[Bug] linuxPackages_cachyos causes problems with Distrobox containers

[KingKrouch]

What happens?

When I use the CachyOS kernel, and try to run Distrobox (or anything with containers really), I get an error similar to this:

❯ distrobox enter Coding_Toolchain
Error: unable to start container "e0857ff9ce692398b488da395d143d604cf87eb5794343db3189892412e43a3a": crun: mkdir `/sys/fs/selinux`: Permission denied: OCI permission denied

What is expected to happen?

I would reasonably expect that it would work without configuring anything extra.

If possible, please attach logs

No response

More information

I was digging around to see if there was anything kernel specific that was causing this issue, and I noticed that when I revert to the NixOS kernel, it doesn't have this issue.

Based on what I've heard others discuss when I asked for some assistance with figuring this issue out, this is possibly an SELinux related error. However, when I try and run sestatus in the terminal, it says that SELinux is disabled.

So I ended up looking at the repository to see what the kernel compilation flags were set to, and I noticed that SELinux support was enabled in the kernel, so here's what I ended up trying to see if I could disable it:

boot.kernelPackages = pkgs.linuxPackages_cachyos;
boot.kernelPatches = [ { # We need to disable SELinux in the case of CachyOS, as it causes issues with Distrobox.
  name = "disable_selinux";
  patch = null;
  extraConfig = ''
    CONFIG_SECURITY_SELINUX unset
    CONFIG_SECURITY_SELINUX_BOOTPARAM unset
    CONFIG_SECURITY_SELINUX_DEVELOP unset
    CONFIG_SECURITY_SELINUX_AVC_STATS unset
    CONFIG_SECURITY_SELINUX_SIDTAB_HASH_BITS unset
    CONFIG_SECURITY_SELINUX_SID2STR_CACHE_SIZE unset
  '';
} ];
boot.kernelParams = [ "selinux=0" ];
chaotic.scx.enable = true; # by default uses scx_rustland scheduler

This still didn't really resolve the issue.

[PedroHLC]

I must declare first that I'm not a big fan of distrobox.

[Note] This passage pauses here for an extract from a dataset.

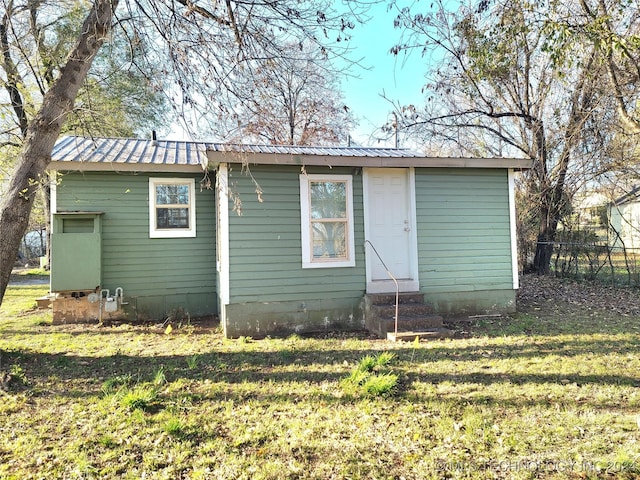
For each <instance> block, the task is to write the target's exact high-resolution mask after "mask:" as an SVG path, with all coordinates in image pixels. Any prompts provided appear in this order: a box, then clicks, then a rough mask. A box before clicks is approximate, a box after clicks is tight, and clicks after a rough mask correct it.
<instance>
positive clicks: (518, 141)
mask: <svg viewBox="0 0 640 480" xmlns="http://www.w3.org/2000/svg"><path fill="white" fill-rule="evenodd" d="M448 5H449V4H448V3H445V2H435V3H434V4H433V10H431V11H429V12H424V11H422V12H420V13H414V12H412V11H411V9H409V8H405V9H402V10H401V11H400V14H399V15H398V17H397V19H396V25H397V26H398V27H400V28H403V29H404V32H405V36H404V39H403V42H402V43H401V44H400V45H398V46H397V47H395V48H394V49H393V52H394V53H396V54H401V53H409V52H411V51H412V50H414V49H419V50H420V52H421V53H422V54H424V55H425V56H427V57H428V58H429V59H430V61H431V62H432V64H433V65H434V66H433V67H432V68H431V69H430V71H429V73H428V75H427V84H426V87H425V89H426V91H427V101H426V105H425V106H424V107H416V106H408V107H404V108H402V109H401V113H402V119H401V121H402V122H403V125H404V128H407V129H411V130H413V131H414V133H415V134H416V135H417V134H419V135H421V136H423V137H424V138H426V139H428V141H429V142H432V145H433V146H435V147H436V148H438V149H439V152H437V153H454V154H462V155H473V156H486V155H492V156H504V155H509V156H519V157H525V158H530V159H531V160H532V165H533V168H532V170H531V171H530V172H529V173H527V174H526V175H525V177H524V181H523V185H522V186H523V187H524V188H525V192H526V196H527V197H528V201H529V205H530V206H531V207H532V208H533V209H534V210H533V212H528V213H527V215H529V216H530V217H531V218H534V219H535V222H536V223H537V228H536V230H537V235H536V249H535V256H534V260H533V264H534V265H533V266H534V268H535V270H536V271H538V272H539V273H545V272H547V271H548V269H549V260H550V258H551V252H552V248H553V242H554V240H555V236H556V231H557V227H558V223H559V221H560V219H561V217H562V213H563V210H564V209H565V206H566V203H567V201H569V200H570V198H571V194H572V192H573V191H575V190H576V189H577V188H579V186H580V185H581V184H583V183H584V182H585V181H588V180H589V179H590V178H592V177H593V176H596V175H598V174H599V173H601V172H603V171H606V170H607V169H608V168H609V167H610V162H611V159H610V158H609V157H608V156H607V150H606V148H605V147H606V145H607V144H608V143H609V142H610V140H611V138H612V136H613V135H614V134H615V130H614V128H615V123H616V122H615V118H614V117H615V116H614V115H612V114H611V112H612V111H613V109H612V108H611V106H612V98H611V96H610V94H609V93H610V92H609V89H608V87H607V85H606V84H605V83H604V82H603V81H602V78H603V76H604V75H606V70H607V65H606V61H605V59H603V58H602V57H601V56H599V55H598V51H597V48H596V46H595V45H593V44H591V45H584V44H578V43H567V44H565V46H564V48H565V49H564V50H563V51H562V54H561V55H560V54H558V50H556V49H555V48H554V45H555V44H556V41H557V36H558V34H559V33H558V31H557V30H554V29H552V28H550V27H549V25H550V23H549V21H548V20H549V15H550V13H551V12H552V11H553V10H552V9H553V8H556V7H558V8H559V6H558V5H559V4H556V3H553V2H552V3H550V4H545V6H540V5H539V4H538V3H537V2H532V1H529V0H505V1H499V2H495V3H494V2H487V1H486V0H482V1H480V2H478V3H473V4H469V5H466V6H462V7H460V8H459V9H457V10H455V11H452V10H450V9H449V8H448ZM545 26H546V27H545Z"/></svg>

But I think your guess of the culprit is wrong:

╰─λ uname -a
Linux desktop 6.10.6-cachyos #1-NixOS SMP PREEMPT_DYNAMIC Mon Aug 19 04:05:40 UTC 2024 x86_64 GNU/Linux
╭─pedrohlc at desktop in /etc/nixos
╰─λ distrobox enter archlinux
何でもは知らないわよ。知ってることだけ
╭─pedrohlc at desktop in /run/host/etc/nixos
╰─λ pacman -Sy
error: you cannot perform this operation unless you are root.
╭─pedrohlc at desktop in /run/host/etc/nixos
╰─λ sudo pacman -Sy
:: Synchronizing package databases...
 core is up to date
 extra is up to date

[KingKrouch]

But I think your guess of the culprit is wrong

That is a fair assessment to make, I'm willing to admit that I'm likely incorrect in that theory as you said, but I'm wondering, if there's any default variables that are set when you include the "inputs.chaotic.nixosModules.default" module in the flakes.nix file. When I remove that and the kernel stuff that I added to my config, distrobox works fine, but I'd suspect since from my tests SELinux returned false, that there's something likely going on.

[PedroHLC]

Related to virtualization, I have these set:

  boot.enableContainers = false;
  virtualisation.podman = {
    enable = true;
    dockerCompat = true;
  };

Nothing cgroup related to impact crun (it is running v2 which should be what everyone gets now with latest nixos-unstable). No group that should impact containerization.

As far I'm aware, we don't have modules changing any cgroup/crun/runc option.

[PedroHLC]

@KingKrouch any update?

[KingKrouch]

@KingKrouch any update?

I still haven't gotten it to work. Interestingly, an Arch distrobox works fine, it's just when I use a fedora-toolbox image when it causes that issue.

[KingKrouch]

So I recently did a system update (With the NixOS kernel this time), and for some reason, now it's causing this same exact issue there too (Not with the Arch distrobox surprisingly), so I am going to conclude by saying that it's likely a Distrobox issue at this point.

Apologies for the issue ticket.

EDIT: It looks like the quay.io Fedora image works fine, but not the toolbox images.

[Technetium1]

@KingKrouch should definitely report to Distrobox, with this linked for context.